Lembro que na época as imagens das crianças africanas maltratadas pela fome corriam o mundo. A gente cantava “We are the world” e começava a perceber que depois do ruim existia o pior. A gente ainda tinha que agradecer por tão pouco.

A cada Natal, uma expectativa: como será este ano? Vai ter presente? Vai ter pernil? Numa dessas ocasiões ganhamos roupas novas e fomos pra rua exibir. No meio da molecada tinha preto, tinha branco, japonês, boliviano. Um menino que morava no sobrado, branco e bem de vida (pelo menos a gente achava) veio contar entusiasmado a “piada” que ouvira do pai:

“Diz que o Papai Noel estava sobrevoando todos os continentes de trenó e jogando presentes pra todas as crianças. Jogou um monte de presente na Europa, na Ásia, nos Estados Unidos. Quando chegou na África, as criancinhas, alegres, começaram a pular e gritar: ‘Papai Noel! Papai Noel!’ Ele olhou e foi embora dizendo: ‘criança que não come não ganha presente’.”

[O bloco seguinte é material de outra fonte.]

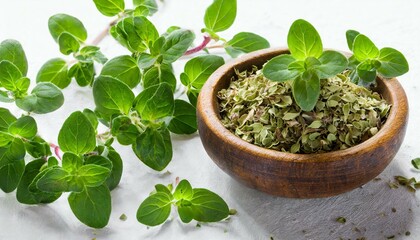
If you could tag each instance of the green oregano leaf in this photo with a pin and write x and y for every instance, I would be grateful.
(60, 23)
(198, 70)
(9, 75)
(92, 206)
(277, 69)
(12, 51)
(110, 8)
(44, 98)
(416, 163)
(112, 96)
(159, 74)
(154, 148)
(306, 90)
(183, 190)
(155, 209)
(393, 63)
(150, 5)
(23, 195)
(245, 42)
(67, 43)
(54, 71)
(10, 175)
(364, 48)
(332, 63)
(220, 15)
(77, 134)
(155, 102)
(123, 68)
(304, 41)
(177, 43)
(83, 72)
(350, 36)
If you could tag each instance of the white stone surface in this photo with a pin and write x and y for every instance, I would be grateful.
(260, 216)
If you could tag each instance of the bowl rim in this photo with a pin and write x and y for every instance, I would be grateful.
(207, 103)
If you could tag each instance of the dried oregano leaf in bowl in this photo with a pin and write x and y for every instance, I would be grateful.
(264, 113)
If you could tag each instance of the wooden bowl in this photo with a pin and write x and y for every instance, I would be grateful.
(297, 175)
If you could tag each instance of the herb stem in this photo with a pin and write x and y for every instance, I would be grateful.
(56, 150)
(200, 47)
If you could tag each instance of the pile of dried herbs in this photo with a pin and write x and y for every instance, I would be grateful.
(264, 113)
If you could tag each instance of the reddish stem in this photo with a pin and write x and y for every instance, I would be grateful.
(200, 47)
(56, 150)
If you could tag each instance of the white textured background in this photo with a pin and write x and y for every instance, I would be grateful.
(394, 23)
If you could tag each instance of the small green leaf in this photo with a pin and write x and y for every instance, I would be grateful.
(71, 162)
(6, 118)
(124, 130)
(155, 209)
(135, 33)
(304, 41)
(37, 147)
(110, 8)
(185, 118)
(150, 5)
(93, 53)
(67, 43)
(154, 148)
(393, 63)
(93, 175)
(155, 102)
(220, 15)
(92, 206)
(416, 163)
(306, 90)
(177, 43)
(123, 68)
(183, 190)
(83, 72)
(10, 175)
(9, 75)
(208, 206)
(245, 42)
(366, 72)
(54, 71)
(59, 23)
(199, 69)
(77, 134)
(159, 74)
(93, 119)
(44, 98)
(350, 36)
(277, 69)
(54, 180)
(14, 151)
(117, 168)
(332, 63)
(364, 48)
(112, 95)
(23, 195)
(24, 127)
(12, 51)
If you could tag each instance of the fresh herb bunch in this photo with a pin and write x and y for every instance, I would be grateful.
(307, 63)
(90, 167)
(192, 203)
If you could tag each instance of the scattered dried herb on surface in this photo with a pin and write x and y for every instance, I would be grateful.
(264, 113)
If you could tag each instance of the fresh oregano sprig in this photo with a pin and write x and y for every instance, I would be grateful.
(192, 203)
(368, 61)
(306, 64)
(89, 167)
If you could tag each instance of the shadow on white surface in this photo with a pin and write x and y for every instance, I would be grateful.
(373, 211)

A “piada” me incomodou por anos, talvez por que a tivesse entendido de imediato. O Natal era triste, era chato, era escuro. E devo dizer que assumir uma religião afro-brasileira, não cristã, me libertou dessa comemoração.

 

Ao tornar-se branco, europeu, Jesus incorporou outros valores e passou a representar uma instituição e seus interesses. De lá pra cá, tudo piorou. Cristãos que se esqueceram dos ensinamentos de Cristo seguem implementando um projeto de poder fundamentalista, cada vez mais sectário, intolerante, racista e desrespeitoso. Não existe amor. Nem sei se um dia existiu.

A religião que mais cresce no Brasil é também a religião com o maior contingente negro. Por isso, há quem reivindique, inclusive em alguns movimentos mais estruturados, a negritude de Jesus Cristo. Lamento informar, mas Jesus é branco. Do ponto de vista político e ideológico, Jesus é branco. Aliás, considerando a construção da categoria negro, é fácil concluir que Cristo sempre foi branco.

O bom velhinho também é (embora o gosto pelo exótico e as jogadas do marketing estejam levando ao shopping certo povo descolado pra tirar foto com o Papai Noel preto). As armadilhas da sociedade de consumo engabelam com perfeição, mas na favela o trenó passa reto.

De quem é a responsabilidade pela pobreza? Os que se arvoram em posar como cidadãos de bem saem pelas ruas distribuindo sopão e marmitex (às vezes, apenas aos que fingem se converter). Sobre as favelas do Rio de Janeiro e do Brasil, o Cristo, de braços abertos, se faz redentor, mas segue explorando a miséria deste povo que vive a cada dia uma esperança: a de que o Natal do ano que vem há de ser melhor.